En faisant son nouveau thriller policier musical Émilie Pérez début 2023, l'actrice trans espagnole Karla Sofía Gascón a porté le jeu de méthode à un nouveau niveau presque périlleux.
« Je me suis vraiment immergée dans le personnage au point que ma stabilité personnelle était un peu en danger », dit-elle, par l'intermédiaire d'un traducteur qui étouffe les rires face au choix des mots de la star. « Je me suis tellement perdu dans mon personnage que j'ai commencé à perdre de vue où je m'étais arrêté et où mon personnage avait commencé. »

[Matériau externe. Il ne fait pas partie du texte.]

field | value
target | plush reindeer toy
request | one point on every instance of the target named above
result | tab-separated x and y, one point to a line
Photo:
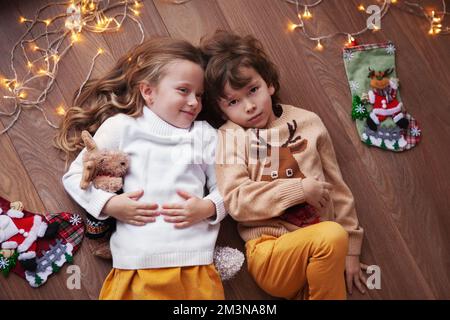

En toute honnêteté, Gascón est le protagoniste éponyme du film ; une chef de cartel qui simule sa propre mort afin de subir une opération de changement de sexe et de devenir Emilia.
Elle crée alors une organisation chargée d'identifier les victimes du cartel, pour tenter de se déculpabiliser quant à son passé violent.
Avec Émilie PérezGascón, connue jusqu'à présent principalement pour ses rôles dans des séries télévisées et des telenovelas espagnoles, se retrouve soudain avec des poids lourds d'Hollywood : Star Trek'Zoe Saldaña incarne Rita, l'avocate exigeante qui l'aide à accéder à la chirurgie, et la superstar de la pop Selena Gomez incarne Jessi, l'épouse fougueuse d'Emilia et mère de ses deux enfants, laissée derrière elle après sa disparition soudaine.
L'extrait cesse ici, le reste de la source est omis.